Brief Encounter With ... Oliver Birch

Date: 3 December 2012

West Yorkshire Playhouse’s children’s show in the Courtyard Theatre is, for the seventh successive year, the work of writer Mike Kenny and director Gail McIntyre. Sleeping Beauty is, as usual, an adaptation of the sort of folk tale that often appears in the form of pantomime at this time of year, following on at the Playhouse from Aladdin and Jack and the Beanstalk. But these productions are definitely not pantomimes, but children’s theatre, as Oliver Birch emphasises.

Oliver Birch is co-Artistic Director of en masse, a theatre company for children and young people which produces original work, written and composed by Oliver, directed by Amy Leach. Founded in 2002 for a visit to the Edinburgh Festival, en masse picked up two Fringe First awards and is still going strong, though with plenty of time off between projects for Oliver to pursue his free-lance career as actor/composer. And that’s what brings him to West Yorkshire Playhouse for the second year running to work on the Christmas play. His enthusiasm for Sleeping Beauty is immediately evident:

Jack and the Beanstalk was great, but this one is better. The format, traverse not end on, suits Mike and Gail’s style better. Their work is inclusive – it’s all about the audience being involved in the story. The story has more to it than Jack and the Beanstalk – more dark moments, more beautiful moments, more moments of mystery and atmosphere. And we’ve got a cracking cast.”

One specific area in which the current cast excels is the number of talented actor/musicians. Two of the cast are graduates of the dedicated actor/musician course at Rose Bruford College and Oliver responds to my question about his brief as composer by expressing his delight in the cast’s musical abilities:

“When I did Jack and the Beanstalk, I’d seen Aladdin and so I knew the sort of music Ivan Stott had done before me. We didn’t have so many great actor/musicians as we have this year. We had a piano on stage because we needed an instrument that could fill the space when there were lots of characters on stage. There’s no piano this year and my brief is simple: write catchy songs and underscore the action to create atmosphere. Between the five actors we’ve got guitar, mandolin, bass guitar, drum kit on a pram, tubular bells, two accordions, flute. Four of the five of us play bass guitar in different songs, we have an amazing percussionist who plays everything – and everyone sings!”

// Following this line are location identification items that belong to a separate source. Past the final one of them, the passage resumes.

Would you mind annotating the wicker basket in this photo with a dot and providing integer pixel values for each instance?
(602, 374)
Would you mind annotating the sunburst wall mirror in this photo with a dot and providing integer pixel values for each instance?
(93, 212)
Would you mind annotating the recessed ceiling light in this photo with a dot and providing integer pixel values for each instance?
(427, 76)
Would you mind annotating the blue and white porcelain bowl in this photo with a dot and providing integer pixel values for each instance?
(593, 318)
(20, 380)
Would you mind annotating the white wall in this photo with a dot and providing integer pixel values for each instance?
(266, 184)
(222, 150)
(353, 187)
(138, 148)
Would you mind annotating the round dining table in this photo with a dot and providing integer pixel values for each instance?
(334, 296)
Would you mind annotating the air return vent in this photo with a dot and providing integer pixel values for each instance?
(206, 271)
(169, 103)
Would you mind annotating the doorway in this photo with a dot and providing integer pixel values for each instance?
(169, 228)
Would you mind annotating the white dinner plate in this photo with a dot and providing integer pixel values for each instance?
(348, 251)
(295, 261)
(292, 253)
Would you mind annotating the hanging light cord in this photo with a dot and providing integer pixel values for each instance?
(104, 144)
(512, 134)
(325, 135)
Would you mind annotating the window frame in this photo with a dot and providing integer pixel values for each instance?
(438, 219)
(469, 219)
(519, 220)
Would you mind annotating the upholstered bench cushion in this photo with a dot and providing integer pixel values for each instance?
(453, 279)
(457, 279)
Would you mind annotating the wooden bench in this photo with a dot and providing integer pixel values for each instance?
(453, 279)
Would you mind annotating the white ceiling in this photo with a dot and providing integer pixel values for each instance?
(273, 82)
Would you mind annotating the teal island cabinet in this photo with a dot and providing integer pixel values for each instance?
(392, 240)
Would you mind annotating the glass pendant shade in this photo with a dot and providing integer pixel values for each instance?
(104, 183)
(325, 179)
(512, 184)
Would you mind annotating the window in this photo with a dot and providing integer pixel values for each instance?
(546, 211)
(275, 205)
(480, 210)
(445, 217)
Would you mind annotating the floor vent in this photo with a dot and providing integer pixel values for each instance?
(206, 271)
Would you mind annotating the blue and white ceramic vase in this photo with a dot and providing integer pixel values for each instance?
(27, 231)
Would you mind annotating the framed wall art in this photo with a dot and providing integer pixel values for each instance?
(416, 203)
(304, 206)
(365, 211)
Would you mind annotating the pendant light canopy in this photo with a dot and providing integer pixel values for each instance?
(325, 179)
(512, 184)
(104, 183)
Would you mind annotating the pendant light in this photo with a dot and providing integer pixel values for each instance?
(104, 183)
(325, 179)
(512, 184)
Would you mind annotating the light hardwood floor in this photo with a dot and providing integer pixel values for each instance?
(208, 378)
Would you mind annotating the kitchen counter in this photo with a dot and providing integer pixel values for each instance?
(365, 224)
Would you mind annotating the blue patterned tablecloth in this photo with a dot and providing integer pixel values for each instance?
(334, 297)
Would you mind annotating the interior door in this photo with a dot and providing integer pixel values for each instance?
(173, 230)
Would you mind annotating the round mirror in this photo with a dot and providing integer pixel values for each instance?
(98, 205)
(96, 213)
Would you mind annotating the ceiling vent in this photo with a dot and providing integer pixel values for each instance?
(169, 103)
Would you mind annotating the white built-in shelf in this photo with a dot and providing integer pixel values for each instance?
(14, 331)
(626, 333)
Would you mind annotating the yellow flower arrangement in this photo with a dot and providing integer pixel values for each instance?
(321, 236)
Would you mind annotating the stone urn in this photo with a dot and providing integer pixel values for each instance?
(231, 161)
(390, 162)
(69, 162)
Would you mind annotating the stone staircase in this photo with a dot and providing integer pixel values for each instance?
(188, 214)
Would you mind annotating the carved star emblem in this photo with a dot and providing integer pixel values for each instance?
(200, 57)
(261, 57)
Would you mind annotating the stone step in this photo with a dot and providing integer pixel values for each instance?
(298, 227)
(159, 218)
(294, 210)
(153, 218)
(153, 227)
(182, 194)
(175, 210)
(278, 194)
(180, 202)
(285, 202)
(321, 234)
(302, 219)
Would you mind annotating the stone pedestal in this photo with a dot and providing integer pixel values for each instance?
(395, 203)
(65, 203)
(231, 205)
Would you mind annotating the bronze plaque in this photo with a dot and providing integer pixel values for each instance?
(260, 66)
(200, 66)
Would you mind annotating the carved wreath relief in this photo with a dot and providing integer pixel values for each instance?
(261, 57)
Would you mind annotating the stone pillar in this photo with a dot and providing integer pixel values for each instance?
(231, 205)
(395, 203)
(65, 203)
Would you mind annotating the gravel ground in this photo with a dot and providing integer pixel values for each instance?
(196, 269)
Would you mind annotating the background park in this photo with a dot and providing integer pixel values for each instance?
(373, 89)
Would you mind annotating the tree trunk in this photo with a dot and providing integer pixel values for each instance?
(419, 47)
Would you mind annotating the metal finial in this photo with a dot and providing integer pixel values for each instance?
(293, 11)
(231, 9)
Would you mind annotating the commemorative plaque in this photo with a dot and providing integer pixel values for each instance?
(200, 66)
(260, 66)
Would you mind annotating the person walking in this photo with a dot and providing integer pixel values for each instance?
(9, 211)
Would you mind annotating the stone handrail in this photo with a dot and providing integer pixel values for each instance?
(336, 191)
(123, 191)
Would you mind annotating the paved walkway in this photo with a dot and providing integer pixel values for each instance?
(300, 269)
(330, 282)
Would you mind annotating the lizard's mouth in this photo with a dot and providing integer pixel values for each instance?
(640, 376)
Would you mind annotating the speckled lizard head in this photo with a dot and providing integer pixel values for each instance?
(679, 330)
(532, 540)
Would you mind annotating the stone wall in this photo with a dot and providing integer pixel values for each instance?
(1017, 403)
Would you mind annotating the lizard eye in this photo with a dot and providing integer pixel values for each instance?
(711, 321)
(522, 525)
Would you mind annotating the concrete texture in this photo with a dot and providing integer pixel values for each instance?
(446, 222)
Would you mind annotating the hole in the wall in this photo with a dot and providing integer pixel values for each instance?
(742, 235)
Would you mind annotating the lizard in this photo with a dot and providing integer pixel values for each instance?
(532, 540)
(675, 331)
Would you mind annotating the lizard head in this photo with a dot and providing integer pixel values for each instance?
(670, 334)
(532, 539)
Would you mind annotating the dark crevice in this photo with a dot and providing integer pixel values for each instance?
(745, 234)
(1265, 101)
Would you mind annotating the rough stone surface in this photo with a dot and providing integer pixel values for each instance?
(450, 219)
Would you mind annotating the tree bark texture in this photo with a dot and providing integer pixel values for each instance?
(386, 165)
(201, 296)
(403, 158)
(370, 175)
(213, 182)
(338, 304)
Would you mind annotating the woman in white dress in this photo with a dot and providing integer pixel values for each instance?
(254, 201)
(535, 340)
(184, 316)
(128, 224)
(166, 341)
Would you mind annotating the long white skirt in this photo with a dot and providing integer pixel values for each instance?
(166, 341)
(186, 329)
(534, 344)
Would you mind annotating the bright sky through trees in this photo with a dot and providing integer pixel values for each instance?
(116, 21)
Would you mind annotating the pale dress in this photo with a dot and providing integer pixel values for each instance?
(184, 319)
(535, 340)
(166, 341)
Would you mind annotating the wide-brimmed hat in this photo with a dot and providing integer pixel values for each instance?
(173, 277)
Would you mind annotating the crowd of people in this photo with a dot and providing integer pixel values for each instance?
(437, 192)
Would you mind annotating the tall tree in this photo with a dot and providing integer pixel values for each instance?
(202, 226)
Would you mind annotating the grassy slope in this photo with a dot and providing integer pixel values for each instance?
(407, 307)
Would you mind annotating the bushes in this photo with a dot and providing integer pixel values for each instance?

As for the script, when I mention that Mike Kenny is the dominant figure in children’s theatre in Yorkshire, with plays running at both Leeds and Sheffield, Oliver reminds me that he is reputed to be the most performed children’s playwright in the world and is ready to explain why he’s so good:

“He has such an instinctive understanding of how children see the world. The scripts are very spare, don’t explain much, they don’t over-talk. You get very distinct story-telling and the stories are simple and funny and fast. They don’t pander to children, they don’t over-complicate, they talk directly to children – and I don’t think many children’s writers do that.”

Mike Kenny’s plays typically preserve the essence of the story while offering an original way into it. So what is his special take on Sleeping Beauty?

“These shows are story-telling shows, so you start with characters who are outside the story who tell it – like the chickens last year. This year the five of us are playing nannas and it has a sort of Russian flavour. It was inspired by the Eurovision Song Contest, the Russian entry, with the Babushkas. It’s the Nannas looking after the baby, very warm and twittery and funny, and then they tell the story.”

It sounds like fun and, as Oliver suggests, unlike pantomime where adults and children laugh at different elements (often weighted too much towards grown-ups), part of the magic of the Mike Kenny-Gail McIntyre plays is that the different generations share the enjoyment of the same things.

Sleeping Beauty premieres on 7 December and runs until 19 January, 2013.